A Utah-based startup is trying to revolutionise the trucking industry with hydrogen power.
Nikola Motor Company unveiled its hydrogen-powered truck, the Nikola One, on Thursday evening. The truck primarily relies on hydrogen fuel cells, but also comes with a 320 kWh battery, to achieve a range of 1,200 miles.
To be clear, hydrogen vehicles are technically electric vehicles since they run on electric motors. The difference lies in how that motor is powered.
For hydrogen vehicles, a hydrogen fuel cell generates the electricity that powers the electric motors. As Nikola showed with its truck, hydrogen-powered vehicles do come with batteries, but they aren’t used for their main propulsion.
In comparison, plug-in electric vehicles, like the Tesla Model S, come with a lithium-ion battery pack that powers the motor to keep the car moving.
On a surface level, there are a lot of genuine benefits to using hydrogen fuel cells. The main benefit is that hydrogen-powered vehicles boast longer ranges than their plug-in EV counterparts. The ability to drive a truck for 1,200 miles without needing to stop for a refill is no joke.
Several auto companies have explored using hydrogen power for that very reason. The hydrogen-powered Toyota Mirai can drive for 312 miles on a single charge. The Honda Clarity was given an EPA-estimated range of 366 miles — the longest range of any zero-emissions vehicle — in October.
It’s a lot harder for an electric vehicle to achieve that kind of range. The Tesla Model S P100D has the longest range for a plug-in EV at 315 miles. But for that kind of range for a plug-in EV, it costs well over $100,000. The Honda Clarity, by comparison, will start at $60,000.
Another benefit of hydrogen-powered vehicles is that they offer shorter re-fuel times. Nikola’s massive truck has a refuel time of just 15 minutes. Smaller cars like the Clarity have re-fuel times as low as three to five minutes.
Compare that to plug-in EVs, which take at least an hour to charge with a fast-charging network. It can take several hours when using a typical charging outlet.
All of those specs on a surface level make hydrogen-powered vehicles look really good. The problem is when you get into the details.
The biggest hurdle with hydrogen-powered vehicles is the lack of a hydrogen station infrastructure.
The majority of hydrogen stations are located in California due to the California Fuel Cell Partnership and the California Hydrogen Highway program, which is why the Toyota Mirai (and eventually the Honda Clarity) is sold in California only.
According to the US Department of Energy, there are only 31 hydrogen stations in the entire United States.
By comparison, there are 14,911 charging stations, which doesn’t include the tally for charging outlets, for plug-in electric vehicles.
To its credit, Nikola acknowledges that issue and says it will address it by building 364 hydrogen stations across the United States beginning in 2018. The stations will then open to the public by the end of 2019, according to the startup.

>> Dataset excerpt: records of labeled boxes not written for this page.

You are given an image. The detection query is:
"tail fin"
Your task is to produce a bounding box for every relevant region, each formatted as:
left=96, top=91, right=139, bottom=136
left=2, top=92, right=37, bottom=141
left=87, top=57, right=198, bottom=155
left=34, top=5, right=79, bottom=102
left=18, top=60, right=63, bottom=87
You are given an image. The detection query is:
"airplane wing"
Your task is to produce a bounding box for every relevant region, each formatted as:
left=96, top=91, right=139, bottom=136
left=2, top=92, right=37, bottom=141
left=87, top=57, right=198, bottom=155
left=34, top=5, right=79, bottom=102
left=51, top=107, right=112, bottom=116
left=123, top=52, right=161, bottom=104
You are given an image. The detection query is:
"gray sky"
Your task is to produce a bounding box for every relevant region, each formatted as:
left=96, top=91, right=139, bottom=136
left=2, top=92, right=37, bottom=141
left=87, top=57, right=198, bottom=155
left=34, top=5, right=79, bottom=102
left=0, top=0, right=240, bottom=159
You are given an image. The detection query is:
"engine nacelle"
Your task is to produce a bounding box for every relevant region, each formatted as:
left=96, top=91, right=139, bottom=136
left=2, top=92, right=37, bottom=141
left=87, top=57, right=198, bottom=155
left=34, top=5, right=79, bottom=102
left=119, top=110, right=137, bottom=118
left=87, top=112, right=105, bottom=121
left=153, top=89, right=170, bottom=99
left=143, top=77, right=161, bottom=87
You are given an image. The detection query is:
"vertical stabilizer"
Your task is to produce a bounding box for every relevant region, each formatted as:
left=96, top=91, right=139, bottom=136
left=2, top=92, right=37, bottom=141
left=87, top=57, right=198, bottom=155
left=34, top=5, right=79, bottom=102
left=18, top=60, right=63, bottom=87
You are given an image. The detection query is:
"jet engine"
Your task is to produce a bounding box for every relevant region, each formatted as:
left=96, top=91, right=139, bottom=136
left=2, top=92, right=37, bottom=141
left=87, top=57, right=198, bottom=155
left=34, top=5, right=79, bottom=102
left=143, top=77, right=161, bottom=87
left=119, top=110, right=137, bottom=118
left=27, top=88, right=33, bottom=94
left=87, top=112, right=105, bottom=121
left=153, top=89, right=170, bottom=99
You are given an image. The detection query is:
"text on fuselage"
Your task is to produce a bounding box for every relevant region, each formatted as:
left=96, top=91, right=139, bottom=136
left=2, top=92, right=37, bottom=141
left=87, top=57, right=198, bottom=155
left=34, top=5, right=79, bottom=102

But Nikola provided little information as to how it will afford to build out that infrastructure. It’s a lot easier to add electric charging stations since we already have an electric grid. There is no such grid for hydrogen stations.
Nikola plans to build its own electrolysis plants that will run on solar power to produce the hydrogen. The startup will then transport the hydrogen to its refuelling stations.
But details on how Nikola will financially support that model are scarce. According to a June press release, Nikola completed a seed round.The company didn’t disclosed how much it raised, but said that it plans to complete a $300 million series A round by December. There hasn’t been an update on that front since the summer.
Nikola CEO Trevor Milton said the startup has secured $4 billion-worth in reservations without clarifying whether actual deposits have been made.
So Nikola will have to front the cost of building the stations and producing the hydrogen, but hasn’t provided details on how much money it has in the bank. On top of all that, Nikola said it will build a manufacturing facility to produce the actual hydrogen-powered trucks, with a location being chosen in 2017.
Overall, there are a lot of benefits to using hydrogen-powered vehicles. What remains to be seen is whether Nikola will be able to execute on the finer details.
The opinions expressed in this article are those of the author.